Sonntag, 22. Oktober 2023

Noch ein paar Notizen zur Immersion

Nichts gegen Anglizismen, aber warum müssen wir immer die billigen Wörter übernehmen? Während im Englischen so beflissene, ausgesprochen schöne deutsche Begriffe wie Doppelgänger, Wunderkind, Katzenjammer, Kindergarten oder Weltschmerz übernommen wurden, eignen wir uns im Deutschen bevorzugt nur englisches Event-Vokabular an, knallige, inhaltsarme Begriffe wie etwa den nimmermüden Boom – ständig scheint irgendetwas irgendwo zu boomen (wer in einem bestimmten Jahrzehnt geboren wurde, ist heute sogar selbst ein Boomer) – und abgesehen davon, dass es ziemlich pietätlos wirkt, in Kriegszeiten verbale „booms“ zu verbreiten, macht sich neuerdings auch in der Museumslandschaft ein neuenglischer Knalleffekt bemerkbar: die immersive Erlebnisschau.
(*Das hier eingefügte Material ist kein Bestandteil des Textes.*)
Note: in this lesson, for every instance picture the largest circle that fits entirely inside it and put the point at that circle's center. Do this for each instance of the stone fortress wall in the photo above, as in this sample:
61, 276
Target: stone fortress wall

Klimt bekam eine, dann Monet, irgendwie auch Banksy, und jetzt Frida Kahlo, die surreale Meisterin der schmerzhaften Selbsterkundung, die sich selbst nie als Surrealistin sah.

Zweimal wurde die Ausstellung bereits verlängert, und bevor sie zu Ende geht, statte auch ich ihr einen Besuch ab, an einem verregneten Montagnachmittag, weit außerhalb des Zentrums, in einem sperrigen, backsteinfarbenen Areal, einer Veranstaltungshalle, die nach dem deutschen Kommunismusvater benannt ist und in diesen Tagen für kapitale Einnahmen sorgen soll. Wobei das altbackene Wort „Ausstellung“ hier bewusst vermieden wird, stattdessen ist von einer IMMERSIVE EXPERIENCE die Rede – doch die einzige Erfahrung, die ich an dem Tag mache, liegt im Gefühl der Abzocke: 24 Euro für eine Schau über eine Malerin, in der kein einziges gemaltes Original hängt; was für die Veranstalter natürlich günstig ist, denn wo es nichts zu stehlen gibt, braucht es auch keine Aufsichten, und überhaupt geht es hier nicht um Maltechnik und Struktur, sondern um das Versprechen, in die Werke (die nicht da sind) mit Leib und Seele einzutauchen – ganz immersiv eben. Doch was ist das eigentlich, Immersion?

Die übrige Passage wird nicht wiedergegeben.